See the forest and the trees!

1 minute read


Congratulations to Dave Connelly, who just submitted his first paper! It is about the use of regression forest to represent atmospheric gravity wave momentum transport to JAMES! The manuscript makes two important steps forward. First, it shows that a “boosted forest” approach, where you train each subsequent decision tree on the residual (as sketched below), can out perform a “random forest” where you combine a number of decision trees, averaging the result. This was well known in the ML community, but less so in the climate sciences. Second, Dave found that techniques from interpretable AI could be used to improve the training of a data driven parameterization. Using feature importance metrics, he found that his origional boosted forest wasn’t using enough information about latitude. By forcing the method to predict the latitude as well, he could build trees that incorporate this information more effectively!
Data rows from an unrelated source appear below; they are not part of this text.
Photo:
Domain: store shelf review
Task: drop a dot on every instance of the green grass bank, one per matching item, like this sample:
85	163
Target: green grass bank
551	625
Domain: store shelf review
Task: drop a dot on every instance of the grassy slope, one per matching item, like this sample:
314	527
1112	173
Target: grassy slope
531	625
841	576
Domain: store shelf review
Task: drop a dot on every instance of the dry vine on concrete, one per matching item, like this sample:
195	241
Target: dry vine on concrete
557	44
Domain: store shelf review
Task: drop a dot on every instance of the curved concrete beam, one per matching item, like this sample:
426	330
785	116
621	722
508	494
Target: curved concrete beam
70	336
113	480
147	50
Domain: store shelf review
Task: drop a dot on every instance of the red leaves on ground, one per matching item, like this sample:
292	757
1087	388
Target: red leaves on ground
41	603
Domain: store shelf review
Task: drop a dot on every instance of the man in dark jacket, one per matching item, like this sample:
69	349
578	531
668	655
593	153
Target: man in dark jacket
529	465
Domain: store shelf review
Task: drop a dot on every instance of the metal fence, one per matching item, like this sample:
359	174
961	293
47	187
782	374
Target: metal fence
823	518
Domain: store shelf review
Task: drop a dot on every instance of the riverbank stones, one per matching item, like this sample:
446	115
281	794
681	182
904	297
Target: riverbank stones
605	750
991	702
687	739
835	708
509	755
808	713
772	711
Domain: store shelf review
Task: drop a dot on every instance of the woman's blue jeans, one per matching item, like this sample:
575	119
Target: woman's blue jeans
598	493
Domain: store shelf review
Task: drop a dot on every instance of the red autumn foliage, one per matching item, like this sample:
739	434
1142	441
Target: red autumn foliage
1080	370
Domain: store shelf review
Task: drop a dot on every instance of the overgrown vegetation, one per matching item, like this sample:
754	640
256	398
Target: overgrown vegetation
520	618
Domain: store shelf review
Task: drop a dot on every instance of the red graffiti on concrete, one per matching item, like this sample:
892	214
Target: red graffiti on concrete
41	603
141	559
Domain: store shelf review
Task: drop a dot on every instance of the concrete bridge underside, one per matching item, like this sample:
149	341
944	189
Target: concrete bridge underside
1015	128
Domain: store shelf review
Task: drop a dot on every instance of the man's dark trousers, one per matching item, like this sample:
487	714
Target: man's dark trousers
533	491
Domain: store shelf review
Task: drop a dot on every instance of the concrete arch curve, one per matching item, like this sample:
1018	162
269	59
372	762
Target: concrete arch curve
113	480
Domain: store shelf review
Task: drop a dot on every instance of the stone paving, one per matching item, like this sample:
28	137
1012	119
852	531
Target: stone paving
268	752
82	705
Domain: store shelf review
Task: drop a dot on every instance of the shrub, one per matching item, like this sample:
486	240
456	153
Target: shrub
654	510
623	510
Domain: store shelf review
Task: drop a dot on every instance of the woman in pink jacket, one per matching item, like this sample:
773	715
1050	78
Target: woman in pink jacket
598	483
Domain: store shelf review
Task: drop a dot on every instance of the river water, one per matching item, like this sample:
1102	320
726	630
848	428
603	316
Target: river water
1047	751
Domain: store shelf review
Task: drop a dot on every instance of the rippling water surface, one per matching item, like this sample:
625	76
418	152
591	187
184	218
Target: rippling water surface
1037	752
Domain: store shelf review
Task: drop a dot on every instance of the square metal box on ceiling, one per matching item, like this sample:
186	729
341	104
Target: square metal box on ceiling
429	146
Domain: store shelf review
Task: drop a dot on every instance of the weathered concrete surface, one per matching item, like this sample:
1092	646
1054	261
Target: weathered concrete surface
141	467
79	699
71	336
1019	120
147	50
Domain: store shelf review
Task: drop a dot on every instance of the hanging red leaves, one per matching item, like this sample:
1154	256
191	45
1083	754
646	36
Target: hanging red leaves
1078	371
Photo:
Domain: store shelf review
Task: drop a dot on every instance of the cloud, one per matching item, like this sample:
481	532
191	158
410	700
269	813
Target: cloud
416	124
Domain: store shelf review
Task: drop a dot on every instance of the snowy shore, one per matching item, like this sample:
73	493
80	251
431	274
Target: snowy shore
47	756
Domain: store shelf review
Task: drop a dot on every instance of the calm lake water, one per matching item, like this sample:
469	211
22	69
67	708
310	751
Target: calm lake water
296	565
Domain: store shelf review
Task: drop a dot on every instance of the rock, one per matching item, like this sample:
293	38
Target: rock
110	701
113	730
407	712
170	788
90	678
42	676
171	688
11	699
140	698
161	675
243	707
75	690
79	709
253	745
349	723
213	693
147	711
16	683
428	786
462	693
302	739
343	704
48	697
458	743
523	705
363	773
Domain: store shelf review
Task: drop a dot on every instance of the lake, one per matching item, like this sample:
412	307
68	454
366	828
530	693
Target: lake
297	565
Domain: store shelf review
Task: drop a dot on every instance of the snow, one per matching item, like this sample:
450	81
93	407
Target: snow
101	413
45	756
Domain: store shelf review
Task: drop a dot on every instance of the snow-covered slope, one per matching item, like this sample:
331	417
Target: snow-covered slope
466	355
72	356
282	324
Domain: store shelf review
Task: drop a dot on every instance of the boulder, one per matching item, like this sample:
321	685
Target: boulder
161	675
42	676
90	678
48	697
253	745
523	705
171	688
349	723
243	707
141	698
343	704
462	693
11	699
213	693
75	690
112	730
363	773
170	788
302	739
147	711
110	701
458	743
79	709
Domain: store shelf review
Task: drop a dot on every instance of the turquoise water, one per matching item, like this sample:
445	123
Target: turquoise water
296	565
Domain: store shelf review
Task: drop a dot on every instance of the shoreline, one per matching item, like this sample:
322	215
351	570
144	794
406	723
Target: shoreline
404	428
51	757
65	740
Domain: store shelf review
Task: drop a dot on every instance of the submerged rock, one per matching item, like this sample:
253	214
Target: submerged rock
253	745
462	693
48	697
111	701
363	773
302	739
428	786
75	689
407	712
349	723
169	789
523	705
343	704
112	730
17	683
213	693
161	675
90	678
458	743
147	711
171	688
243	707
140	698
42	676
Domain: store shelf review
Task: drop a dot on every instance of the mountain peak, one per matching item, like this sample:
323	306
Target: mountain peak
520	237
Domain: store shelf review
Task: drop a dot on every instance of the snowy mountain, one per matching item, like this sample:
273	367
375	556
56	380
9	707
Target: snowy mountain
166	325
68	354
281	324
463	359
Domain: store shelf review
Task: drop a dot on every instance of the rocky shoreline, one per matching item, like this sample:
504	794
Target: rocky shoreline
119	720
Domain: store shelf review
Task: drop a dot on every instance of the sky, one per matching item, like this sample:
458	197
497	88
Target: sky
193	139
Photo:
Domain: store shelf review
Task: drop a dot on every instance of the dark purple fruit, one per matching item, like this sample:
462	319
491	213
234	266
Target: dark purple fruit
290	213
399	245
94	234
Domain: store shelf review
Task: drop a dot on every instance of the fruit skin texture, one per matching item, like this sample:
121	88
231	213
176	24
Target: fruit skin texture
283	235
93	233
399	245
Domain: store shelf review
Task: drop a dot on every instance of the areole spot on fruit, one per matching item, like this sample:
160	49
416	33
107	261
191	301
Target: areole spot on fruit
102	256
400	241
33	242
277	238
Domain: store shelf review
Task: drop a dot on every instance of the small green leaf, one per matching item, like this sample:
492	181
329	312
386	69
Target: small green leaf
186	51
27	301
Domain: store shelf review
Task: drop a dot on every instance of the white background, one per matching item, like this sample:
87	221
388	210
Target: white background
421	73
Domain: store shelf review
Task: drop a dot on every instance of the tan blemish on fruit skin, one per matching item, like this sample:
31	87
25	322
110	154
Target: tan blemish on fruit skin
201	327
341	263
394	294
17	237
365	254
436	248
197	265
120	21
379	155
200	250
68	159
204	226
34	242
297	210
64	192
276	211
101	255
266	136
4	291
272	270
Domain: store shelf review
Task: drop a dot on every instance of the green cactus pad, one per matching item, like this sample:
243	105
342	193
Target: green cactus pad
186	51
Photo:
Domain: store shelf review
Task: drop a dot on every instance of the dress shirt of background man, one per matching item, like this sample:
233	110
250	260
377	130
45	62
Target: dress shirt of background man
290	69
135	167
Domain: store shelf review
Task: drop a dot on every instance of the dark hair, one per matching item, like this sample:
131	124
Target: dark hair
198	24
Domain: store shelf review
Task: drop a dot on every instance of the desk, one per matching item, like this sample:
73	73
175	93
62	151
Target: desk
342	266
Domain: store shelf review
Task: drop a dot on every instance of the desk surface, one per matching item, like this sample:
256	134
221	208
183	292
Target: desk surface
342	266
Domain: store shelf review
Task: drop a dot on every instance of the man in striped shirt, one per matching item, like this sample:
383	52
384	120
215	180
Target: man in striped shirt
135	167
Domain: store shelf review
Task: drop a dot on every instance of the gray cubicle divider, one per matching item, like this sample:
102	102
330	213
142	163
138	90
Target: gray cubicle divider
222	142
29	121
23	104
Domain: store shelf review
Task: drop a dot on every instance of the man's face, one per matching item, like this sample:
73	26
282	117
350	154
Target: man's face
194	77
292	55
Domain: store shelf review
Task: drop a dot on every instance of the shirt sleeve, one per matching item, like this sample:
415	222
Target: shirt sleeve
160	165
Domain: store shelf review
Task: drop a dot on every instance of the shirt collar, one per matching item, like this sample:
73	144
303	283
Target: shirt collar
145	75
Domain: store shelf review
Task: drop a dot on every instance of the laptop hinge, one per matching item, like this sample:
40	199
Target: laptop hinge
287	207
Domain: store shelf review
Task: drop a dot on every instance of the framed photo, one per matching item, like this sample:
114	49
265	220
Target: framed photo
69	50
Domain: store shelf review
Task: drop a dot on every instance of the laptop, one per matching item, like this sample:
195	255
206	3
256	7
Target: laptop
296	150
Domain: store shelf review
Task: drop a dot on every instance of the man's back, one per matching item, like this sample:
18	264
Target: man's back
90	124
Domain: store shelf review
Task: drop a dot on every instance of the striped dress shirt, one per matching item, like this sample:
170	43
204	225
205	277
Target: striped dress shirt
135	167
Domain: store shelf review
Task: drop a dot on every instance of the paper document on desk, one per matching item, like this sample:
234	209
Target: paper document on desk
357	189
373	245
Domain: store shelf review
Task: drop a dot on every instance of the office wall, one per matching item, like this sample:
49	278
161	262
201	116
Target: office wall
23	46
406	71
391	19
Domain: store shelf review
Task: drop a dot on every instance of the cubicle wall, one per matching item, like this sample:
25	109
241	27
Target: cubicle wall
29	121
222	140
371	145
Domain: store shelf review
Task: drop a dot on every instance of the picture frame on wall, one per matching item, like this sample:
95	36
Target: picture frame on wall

Dave’s plain language summary does a nice job of explaining the big picture. Parameterizations are reduced-complexity models that estimate the effects of physical processes smaller than what can be resolved by the grid of a weather or climate model. While necessary for realistic simulations, they are a source of uncertainty in climate projections. Recently, machine learning has been used to augment or replace conventional parameterizations of atmospheric gravity waves, a type of motion by which disturbances near the Earth’s surface can affect the wind higher up. We compare several machine learning approaches to the gravity wave parameterization problem. In particular, we test neural networks against random and boosted forests, which are built around flowchart-like models called regression trees. We find that boosted forests, though not widely used for climate model parameterization, are especially successful, scoring as well as or better than neural networks on various performance metrics. We then provide proof-of-concept of a novel method to retrain the boosted forest so that it uses its input data more in line with the physics of the system, and show that this technique improves the forest’s behavior when used together with an atmospheric model.